Pat Cummins Injury Prevention Workout | Men's Health Magazine Australia

Patrick Cummins: “It’s All About Leg Work.”

Hey Patty, thanks for joining us. How are preparations for the Ashes coming? Yeah really well thanks, just finished an ODI series in India a few weeks ago, had a couple weeks rest and now we’re into the start of the Sheffield Shield Summer which gives us an opportunity to play a couple games before […]

Hey Patty, thanks for joining us. How are preparations for the Ashes coming?

Yeah really well thanks, just finished an ODI series in India a few weeks ago, had a couple weeks rest and now we’re into the start of the Sheffield Shield Summer which gives us an opportunity to play a couple games before the Ashes so we’ll be ready to go by the first test at the Gabba.

You’ve been in good form lately, and undoubtedly, you’ve had a good period of staying injury free, what’s changed?

I think a few things.
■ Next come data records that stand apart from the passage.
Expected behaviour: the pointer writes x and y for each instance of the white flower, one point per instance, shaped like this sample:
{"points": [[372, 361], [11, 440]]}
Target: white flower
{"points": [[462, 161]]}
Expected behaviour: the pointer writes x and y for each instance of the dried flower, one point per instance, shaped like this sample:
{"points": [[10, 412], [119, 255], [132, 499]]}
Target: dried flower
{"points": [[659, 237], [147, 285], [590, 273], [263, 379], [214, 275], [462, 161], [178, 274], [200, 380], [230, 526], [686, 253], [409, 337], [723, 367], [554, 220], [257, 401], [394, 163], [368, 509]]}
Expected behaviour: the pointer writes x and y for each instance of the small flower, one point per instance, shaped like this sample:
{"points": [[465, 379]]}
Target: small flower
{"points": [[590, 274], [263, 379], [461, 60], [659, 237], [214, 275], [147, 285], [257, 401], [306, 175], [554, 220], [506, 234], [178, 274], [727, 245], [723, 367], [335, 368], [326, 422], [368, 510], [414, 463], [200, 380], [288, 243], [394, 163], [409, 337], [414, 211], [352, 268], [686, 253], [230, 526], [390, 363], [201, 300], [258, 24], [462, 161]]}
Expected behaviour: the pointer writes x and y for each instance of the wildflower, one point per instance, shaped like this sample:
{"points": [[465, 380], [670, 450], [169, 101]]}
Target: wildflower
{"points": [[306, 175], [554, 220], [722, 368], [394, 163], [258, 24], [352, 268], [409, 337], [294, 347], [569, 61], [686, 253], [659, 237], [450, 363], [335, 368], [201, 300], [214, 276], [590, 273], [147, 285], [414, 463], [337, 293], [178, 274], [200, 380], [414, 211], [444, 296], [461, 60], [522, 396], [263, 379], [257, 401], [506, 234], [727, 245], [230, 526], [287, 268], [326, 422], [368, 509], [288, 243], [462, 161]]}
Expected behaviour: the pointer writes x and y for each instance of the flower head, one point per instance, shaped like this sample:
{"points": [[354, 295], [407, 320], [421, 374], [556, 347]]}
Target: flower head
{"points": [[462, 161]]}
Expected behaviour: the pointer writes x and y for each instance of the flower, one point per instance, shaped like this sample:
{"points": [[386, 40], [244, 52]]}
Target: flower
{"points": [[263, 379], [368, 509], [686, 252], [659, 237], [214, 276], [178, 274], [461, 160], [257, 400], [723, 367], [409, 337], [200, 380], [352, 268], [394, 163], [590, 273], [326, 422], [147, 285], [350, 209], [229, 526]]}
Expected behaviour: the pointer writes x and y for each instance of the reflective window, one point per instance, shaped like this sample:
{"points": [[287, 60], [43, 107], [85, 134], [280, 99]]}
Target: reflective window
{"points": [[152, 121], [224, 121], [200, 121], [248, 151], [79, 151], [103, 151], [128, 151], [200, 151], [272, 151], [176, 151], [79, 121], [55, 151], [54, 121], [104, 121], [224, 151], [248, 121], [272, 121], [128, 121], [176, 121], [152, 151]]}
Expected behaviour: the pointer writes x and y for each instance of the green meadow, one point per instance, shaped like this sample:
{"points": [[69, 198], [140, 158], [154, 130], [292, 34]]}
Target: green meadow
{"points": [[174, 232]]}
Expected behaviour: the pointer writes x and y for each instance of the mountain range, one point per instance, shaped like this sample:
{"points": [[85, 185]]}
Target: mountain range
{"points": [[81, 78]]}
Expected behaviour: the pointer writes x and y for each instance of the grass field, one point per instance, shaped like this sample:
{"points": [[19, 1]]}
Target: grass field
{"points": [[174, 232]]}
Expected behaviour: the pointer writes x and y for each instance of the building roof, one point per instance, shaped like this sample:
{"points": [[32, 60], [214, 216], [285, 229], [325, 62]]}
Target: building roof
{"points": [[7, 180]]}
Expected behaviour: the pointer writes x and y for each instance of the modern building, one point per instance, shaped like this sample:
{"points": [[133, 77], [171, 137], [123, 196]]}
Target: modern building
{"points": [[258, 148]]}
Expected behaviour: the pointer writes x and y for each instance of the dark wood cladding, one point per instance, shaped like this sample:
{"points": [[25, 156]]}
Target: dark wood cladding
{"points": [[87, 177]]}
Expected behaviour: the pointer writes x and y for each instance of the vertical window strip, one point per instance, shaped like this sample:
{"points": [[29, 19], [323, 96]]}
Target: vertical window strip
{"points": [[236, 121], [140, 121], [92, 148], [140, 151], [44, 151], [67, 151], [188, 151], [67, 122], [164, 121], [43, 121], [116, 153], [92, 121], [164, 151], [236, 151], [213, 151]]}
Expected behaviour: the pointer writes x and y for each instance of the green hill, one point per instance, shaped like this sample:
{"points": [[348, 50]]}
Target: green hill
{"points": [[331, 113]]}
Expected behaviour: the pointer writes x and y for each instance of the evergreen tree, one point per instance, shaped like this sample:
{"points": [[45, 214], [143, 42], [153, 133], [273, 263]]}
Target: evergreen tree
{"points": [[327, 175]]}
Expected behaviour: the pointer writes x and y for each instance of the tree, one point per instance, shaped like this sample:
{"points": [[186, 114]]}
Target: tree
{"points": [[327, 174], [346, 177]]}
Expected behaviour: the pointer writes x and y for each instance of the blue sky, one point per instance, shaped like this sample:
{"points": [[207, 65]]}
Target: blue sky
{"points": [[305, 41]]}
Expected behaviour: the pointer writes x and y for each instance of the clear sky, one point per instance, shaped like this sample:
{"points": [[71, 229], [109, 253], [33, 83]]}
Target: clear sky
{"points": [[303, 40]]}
Just getting a little bit older has probably been the most important thing. My body has probably just developed a little bit more and I feel a bit stronger than I used to. Slight changes to my bowling action and getting fitter and stronger – probably a combination of a few things

Talk us through your injury prevention routine.

I guess after an injury, the first thing is about trying to get it back to 100%. For something like a bone injury which I’ve had a couple of, it’s about making sure the bone heals really well and once it has healed, it’s all about building up strength again and build up intensity. We do a lot of leg work and core work in the gym. Just trying to strength, trying to absorb all the forces that we bowl by getting big strong glutes. From there, it’s just a slow build up – bowling off a couple steps, half run-up, then full run-up, then up to match intensity that can take quite a few months –it’s a slow process.

So what does your typical workout look like? What are the strength priorities for a fast bowler? 

The main thing is our legs. We do front squatting, hip thrusting, single leg work – quite a bit of strength work around our legs and glutes. Then we’ll do a few rehab things, making sure our hamstrings are strong, our shoulders are strong for throwing and we’ll do a bit of dynamic stuff: some box jumping, just to keep our dynamic movement strong.

How do you stop the fear of re-injuring affect your confidence?

I just tell myself: it’s one of those things that’s going to happen to fast bowlers. I just try and control what I can, so that means getting as strong and fit as I can. I try to make my action as least taxing as possible, making myself confident in all those little things. From there, it’s just about playing enough cricket so you don’t have to worry about your injury – it’s a slow process sometimes.

What are your 5 essentials for a gym bag?

I’ve got to have my water bottle, my towel, my speakers or earphones, my protein shake for afterwards and I also like to stay fresh so maybe a Gillette razor as well.